Bushey Mead
Bushey Mead, Merton
A compact set of terraces for the upwardly mobile, situated between Raynes Park and Wimbledon Chase stations
From the early 1890s suburban houses began to appear on Kingston Road – and around the turn of the century streets started to sprout southwards, starting with Chestnut Road (spelt Chesnut Road on early maps, probably erroneously) and Bronson Road and then proceeding steadily westwards across a former cricket ground.
As construction progressed, styles became grander – and the more ambitious properties were given bay windows and decorative flourishes.
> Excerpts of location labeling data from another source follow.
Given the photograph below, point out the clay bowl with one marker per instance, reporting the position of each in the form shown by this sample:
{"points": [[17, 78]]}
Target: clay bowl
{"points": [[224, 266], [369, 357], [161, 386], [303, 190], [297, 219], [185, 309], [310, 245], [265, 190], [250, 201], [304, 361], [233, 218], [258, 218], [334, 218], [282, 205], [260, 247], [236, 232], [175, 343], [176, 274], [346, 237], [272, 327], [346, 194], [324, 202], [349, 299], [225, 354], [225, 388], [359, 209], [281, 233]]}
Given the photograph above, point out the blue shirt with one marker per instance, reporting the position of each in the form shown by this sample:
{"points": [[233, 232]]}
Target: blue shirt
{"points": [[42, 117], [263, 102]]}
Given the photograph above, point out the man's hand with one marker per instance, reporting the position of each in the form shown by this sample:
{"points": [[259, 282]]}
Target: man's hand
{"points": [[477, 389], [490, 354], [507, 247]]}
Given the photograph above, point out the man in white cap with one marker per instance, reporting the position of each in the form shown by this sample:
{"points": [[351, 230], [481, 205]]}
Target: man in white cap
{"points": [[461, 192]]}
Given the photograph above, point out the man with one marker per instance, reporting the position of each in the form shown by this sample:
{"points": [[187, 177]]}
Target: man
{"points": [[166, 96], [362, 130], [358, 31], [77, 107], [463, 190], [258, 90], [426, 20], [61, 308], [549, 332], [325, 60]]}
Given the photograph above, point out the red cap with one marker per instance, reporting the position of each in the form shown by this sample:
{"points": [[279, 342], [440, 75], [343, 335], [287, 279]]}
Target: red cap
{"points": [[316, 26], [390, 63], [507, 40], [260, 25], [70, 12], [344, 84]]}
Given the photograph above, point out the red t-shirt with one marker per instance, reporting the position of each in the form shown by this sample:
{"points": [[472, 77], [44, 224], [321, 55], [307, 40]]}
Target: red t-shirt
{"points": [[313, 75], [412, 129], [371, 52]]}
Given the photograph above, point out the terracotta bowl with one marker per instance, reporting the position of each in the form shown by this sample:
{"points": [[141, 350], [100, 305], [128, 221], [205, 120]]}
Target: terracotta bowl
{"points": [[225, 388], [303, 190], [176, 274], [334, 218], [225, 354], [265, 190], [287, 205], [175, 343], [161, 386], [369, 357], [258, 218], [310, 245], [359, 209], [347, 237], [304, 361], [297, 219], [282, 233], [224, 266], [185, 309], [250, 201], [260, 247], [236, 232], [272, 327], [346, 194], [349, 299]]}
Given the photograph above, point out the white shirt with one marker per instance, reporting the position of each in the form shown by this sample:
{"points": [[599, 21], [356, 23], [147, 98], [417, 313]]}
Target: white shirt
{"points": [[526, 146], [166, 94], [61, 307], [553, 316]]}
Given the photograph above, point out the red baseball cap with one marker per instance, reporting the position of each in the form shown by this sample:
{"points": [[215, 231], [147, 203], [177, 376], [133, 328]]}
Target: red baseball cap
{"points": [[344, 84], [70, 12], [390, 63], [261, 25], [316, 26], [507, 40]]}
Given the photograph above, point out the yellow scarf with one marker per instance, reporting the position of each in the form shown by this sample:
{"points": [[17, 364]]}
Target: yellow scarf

Although all terraced, the houses have been described as “really aiming to be miniature Victorian villas.” They had small front gardens with railings and privet hedges, while the avenues came to be mostly tree-lined.
The twelve parallel streets were all in existence by 1907, although their completion took longer as they were gradually extended south to reach the newly created Bushey Road. (Several streets never quite completed the connection, except for a footpath, and final houses have been tacked on to the terraces relatively recently.)
Approach Road was added in 1913, linking Kingston Road to Grand Drive and thence to Bushey Road. Several builders had a hand in the estate’s development but the largest partnership was that of local auctioneer and surveyor PJ Dixon and his brother, who maintained a management office on Approach Road. Development of the Bushey Mead estate was effectively complete by 1920 – though some houses near Kingston Road had to be replaced after Second World War bombing.
Part of the estate was built on land that had belonged to the parish vestry and had once been known as Poors Wood. This name clearly lacked social cachet so Bushey Mead was conceived. It derived from Bushey Meadows, the fields that lay to the south.
In his autobiographical work Something in Linoleum: A Thirties Education, Paul Vaughan says that Bushey Mead was a 19th-century name for Cannon Hill lake (shown in the photo above) – but Hidden London can find no corroboration for this assertion, and it would be unusual to call a lake a ‘mead’ (other than Lake Mead, which is quite a different matter) as the word is an archaic or poetic term for a meadow.
Whatever the truth of the lake’s appellation, cartographers have moved the locality’s label further and further south over the decades, so that on some maps Bushey Mead now appears to take in most or all of Cannon Hill. Often in such cases, what begins as a misconception can end up as the way it is. Future updates of this article may therefore acquiesce in treating Bushey Mead as a much bigger place than has been discussed above.
In their early years, the streets of Bushey Mead were popularly referred to as the [Twelve] Apostles, a nickname said to have been invented by visiting district nurses. The name is still used by the local residents’ association.